Ale maly czlowiek nie moze tylko 'wegetowac' w mentalnej izolacji,
na miare swoich malych: umiejetnosci i zrozumienia - powinien sie
takze rozwijac i dobrze jest wg mnie jesli opiekunowie (rodzice)
dostarczaja mu odpowiedniej jakosci, [koniecznie] naturalnej
(tzn niewydumanej) stymulacji ku temu, w tym takze emocjonalnej.

Gdyby jakiekolwiek zaangazowanie emocjonalne dziecka bylo "fuj",
to z czasem prawdopodobnie staloby sie ono jakims niewyksztalconym
emocjonalnym 'analfabeta', a chyba nie temu maja sluzyc relacje
dziecka z jego opiekunami (i jego wczesne interakcje z otoczeniem).
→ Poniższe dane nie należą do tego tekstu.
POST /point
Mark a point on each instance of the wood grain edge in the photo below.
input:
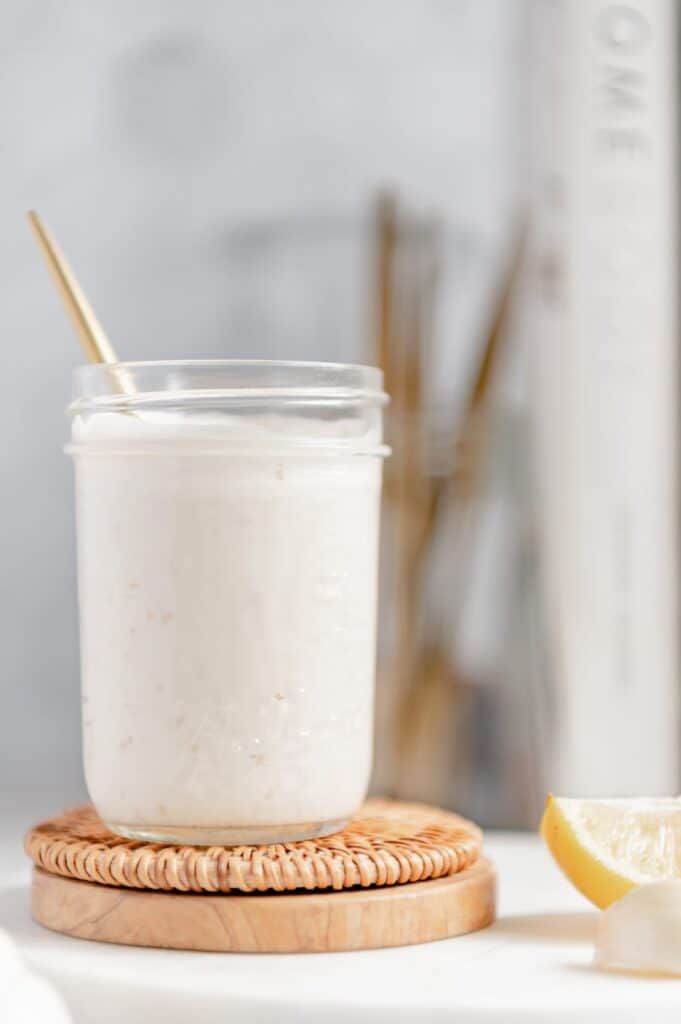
(367, 919)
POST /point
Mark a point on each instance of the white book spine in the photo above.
(605, 391)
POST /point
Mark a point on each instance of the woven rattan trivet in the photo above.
(92, 884)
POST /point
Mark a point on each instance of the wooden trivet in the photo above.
(91, 884)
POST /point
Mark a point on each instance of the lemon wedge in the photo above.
(607, 847)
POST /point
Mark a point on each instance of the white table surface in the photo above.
(533, 966)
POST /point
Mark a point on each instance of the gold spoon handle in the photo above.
(95, 344)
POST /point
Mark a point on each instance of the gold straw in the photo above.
(90, 333)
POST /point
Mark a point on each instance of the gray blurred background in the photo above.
(166, 141)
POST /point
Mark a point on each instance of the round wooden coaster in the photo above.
(320, 922)
(388, 843)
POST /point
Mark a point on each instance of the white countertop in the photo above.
(533, 966)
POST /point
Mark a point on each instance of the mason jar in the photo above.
(227, 545)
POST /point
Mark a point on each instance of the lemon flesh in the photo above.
(607, 847)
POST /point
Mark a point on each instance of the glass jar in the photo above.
(227, 547)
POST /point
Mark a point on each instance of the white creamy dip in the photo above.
(227, 598)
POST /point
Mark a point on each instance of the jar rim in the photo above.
(128, 384)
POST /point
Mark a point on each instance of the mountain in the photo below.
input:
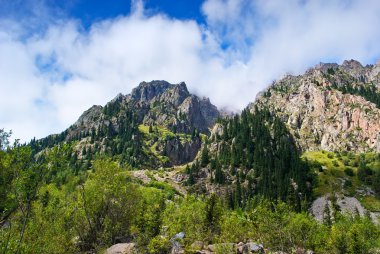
(330, 107)
(161, 170)
(124, 126)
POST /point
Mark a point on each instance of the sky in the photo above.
(58, 58)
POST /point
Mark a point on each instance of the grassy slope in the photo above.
(331, 169)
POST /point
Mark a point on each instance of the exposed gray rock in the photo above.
(323, 118)
(122, 248)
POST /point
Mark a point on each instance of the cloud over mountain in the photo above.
(51, 74)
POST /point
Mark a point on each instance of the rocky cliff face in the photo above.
(179, 115)
(320, 115)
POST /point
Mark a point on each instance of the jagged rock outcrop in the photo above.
(155, 103)
(320, 115)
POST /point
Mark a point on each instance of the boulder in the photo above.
(122, 248)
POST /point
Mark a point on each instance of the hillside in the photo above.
(158, 124)
(330, 107)
(161, 170)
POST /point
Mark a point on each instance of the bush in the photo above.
(348, 171)
(159, 245)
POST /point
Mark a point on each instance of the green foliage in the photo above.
(368, 91)
(261, 142)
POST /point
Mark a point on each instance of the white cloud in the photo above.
(48, 79)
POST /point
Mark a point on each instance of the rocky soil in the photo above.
(324, 118)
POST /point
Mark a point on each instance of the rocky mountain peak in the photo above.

Swiadomosc jest czyms fundamentalnym juz dla malego dziecka
- dosc powiedziec ze wrodzona ciekawosc dziecka i niekiedy dociekliwosc
jest zorientowana na rozwiklywanie zagadek i poszukiwania odpowiedzi
na interesujace go kwestie, a to wlasnie stopniowo buduje jego
swiadomosc.
Wejscie w ten proces nieodpowiedzialnego opiekuna z opowiesciami
"od czapy" powinno miec skutki wylacznie "od czapy" - tak cos
podejrzewam... :)
choc nie wiem tego na 100%. ;)

W kazdym razie niezrozumiale wydaje mi sie iz niektorzy rodzice,
poprzez nieopowiedzialne zabiegi wychowawcze, stawiaja swoje
pociechy na odleglej pozycji w stosunku do ich rowiesnikow, ktorych
dzieki temu beda one niejako zmuszone mentalnie ze tak powiem
'gonic' wypierajac ze swiadomosci smieci w postaci protez informacyjnych
z zalosnie dumnym napisem "powered by mama" badz "powered by tata"
(ew. nie daj Boze "powered by mama & tata")... chlip... chlip... ;(

--
Czarek

› Pokaż wiadomość z nagłówkami


1. Data: 2004-09-08 14:04:01

Temat: Re: uswiadamianie vs dezinformacja
Od: "cbnet" <c...@n...pl> szukaj wiadomości tego autora

> ... beda one niejako zmuszone mentalnie ze tak powiem 'gonic'

... albo wrecz dramatycznie odstawac, skrywajac sie na prozno
w mrokach uposledzonej 'madrosci'... ;(

--
Czarek

› Pokaż wiadomość z nagłówkami


1. Data: 2004-09-08 14:50:32

Temat: Re: uswiadamianie vs dezinformacja
Od: Marek Krużel <h...@g...pl> szukaj wiadomości tego autora

Wed, 08 Sep 2004 09:12:23 +0000 select s:

>> eufeministka? ;)
>>
> neologizm czy delikatne zapytanie o feminizm? ;]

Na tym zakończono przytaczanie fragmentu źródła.